My specific assignment was to generate dynamic terms and conditions. These legal stipulations were conditional, varying based on the product type being purchased and the customer’s location within the US, due to differing state regulations.
During development, I stumbled upon what seemed like a potential flaw. A user could select a product type, generating the correct terms and conditions. However, further along in the workflow, the system allowed the user to switch to a different product type while retaining the initial, predefined terms and conditions. This directly contradicted a feature explicitly outlined and signed off on in the business requirements document.
Naive as I was, I approached the client with a question: “Should I remove the option that allows a user to override the correct terms and conditions?” The response I received is etched in my memory. With unwavering confidence, the senior executive declared:
“That will never happen.”
This was a seasoned executive, deeply familiar with the company’s operations and business processes, chosen to oversee the software project for his expertise. The very functionality to override default terms had been explicitly requested by this same individual. Who was I, a junior developer, to question such authority, especially when this executive represented the client paying for our work? I dismissed my concern and moved on.
Months later, mere weeks before the software’s go-live date, a client-side tester reported a bug and assigned it to me. Upon reviewing the bug details, I couldn’t help but laugh.
The very issue I had flagged – the ability to override default terms and conditions, the scenario deemed impossible – was precisely what was happening. And guess who was tasked with fixing it? And who was subtly blamed for not catching it earlier?
The technical fix was relatively simple, and the bug’s immediate impact was minimal. However, this experience became a recurring pattern throughout my software development career. Conversations with fellow software engineers confirmed that I wasn’t alone. The problems grew in scale and complexity, becoming more challenging and costly to resolve, but the root cause often remained the same: unclear, inconsistent, or simply incorrect requirements.
Confused cartoon character surrounded by question marks
AI Today: Chess Masters vs. Self-Driving Car Challenges
The concept of artificial intelligence is not new, but recent high-profile advancements have ignited media frenzy and sparked debates even in governmental bodies. AI has already achieved remarkable success in specific domains, with chess being a prime example.

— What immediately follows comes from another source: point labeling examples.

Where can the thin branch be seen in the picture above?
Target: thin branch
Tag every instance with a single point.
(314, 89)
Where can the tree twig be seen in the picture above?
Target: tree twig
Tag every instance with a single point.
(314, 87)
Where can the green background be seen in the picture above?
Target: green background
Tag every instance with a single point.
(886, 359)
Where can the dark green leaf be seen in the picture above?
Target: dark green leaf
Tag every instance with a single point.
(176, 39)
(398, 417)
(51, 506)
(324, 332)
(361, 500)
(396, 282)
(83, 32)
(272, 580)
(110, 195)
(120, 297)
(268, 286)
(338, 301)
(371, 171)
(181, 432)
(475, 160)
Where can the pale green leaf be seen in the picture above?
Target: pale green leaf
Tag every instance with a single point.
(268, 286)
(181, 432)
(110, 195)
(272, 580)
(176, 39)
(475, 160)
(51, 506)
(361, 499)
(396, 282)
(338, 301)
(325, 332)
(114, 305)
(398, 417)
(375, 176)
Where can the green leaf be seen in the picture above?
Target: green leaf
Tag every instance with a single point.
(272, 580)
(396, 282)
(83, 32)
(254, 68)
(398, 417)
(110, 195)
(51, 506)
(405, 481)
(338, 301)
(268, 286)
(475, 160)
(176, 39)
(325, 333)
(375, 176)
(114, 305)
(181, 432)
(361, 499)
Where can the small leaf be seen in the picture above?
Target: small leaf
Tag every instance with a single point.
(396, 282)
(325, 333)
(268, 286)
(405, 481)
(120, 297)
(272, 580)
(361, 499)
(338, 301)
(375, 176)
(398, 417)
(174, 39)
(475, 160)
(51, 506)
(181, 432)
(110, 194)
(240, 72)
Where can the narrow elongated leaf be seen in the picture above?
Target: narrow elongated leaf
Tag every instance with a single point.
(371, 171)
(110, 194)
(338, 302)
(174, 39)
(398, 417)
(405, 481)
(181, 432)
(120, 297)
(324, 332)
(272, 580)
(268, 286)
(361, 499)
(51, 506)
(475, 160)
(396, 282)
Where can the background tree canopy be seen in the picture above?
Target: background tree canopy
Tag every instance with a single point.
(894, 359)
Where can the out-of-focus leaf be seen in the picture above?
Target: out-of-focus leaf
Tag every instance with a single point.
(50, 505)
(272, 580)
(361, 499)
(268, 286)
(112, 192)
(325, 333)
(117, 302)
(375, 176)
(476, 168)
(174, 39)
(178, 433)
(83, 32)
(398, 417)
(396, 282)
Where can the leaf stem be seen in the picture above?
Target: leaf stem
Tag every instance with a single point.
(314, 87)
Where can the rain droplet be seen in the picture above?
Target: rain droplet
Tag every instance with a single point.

AI applications in chess date back to the 1980s. Today, it’s widely accepted that AI algorithms surpass human chess-playing capabilities. This is not surprising when considering that chess operates within finite parameters (though the game itself remains unsolved in a computational sense).
Chess always begins with 32 pieces on a 64-square board, governed by well-defined, universally accepted rules, and, most importantly, with a singular, clear objective: checkmate the opponent’s king. Each turn offers a finite number of possible moves. Playing chess, in essence, is executing a complex rules engine. AI systems excel at calculating the consequences of every potential move, selecting the optimal strategy to capture pieces, gain positional advantage, and ultimately, win.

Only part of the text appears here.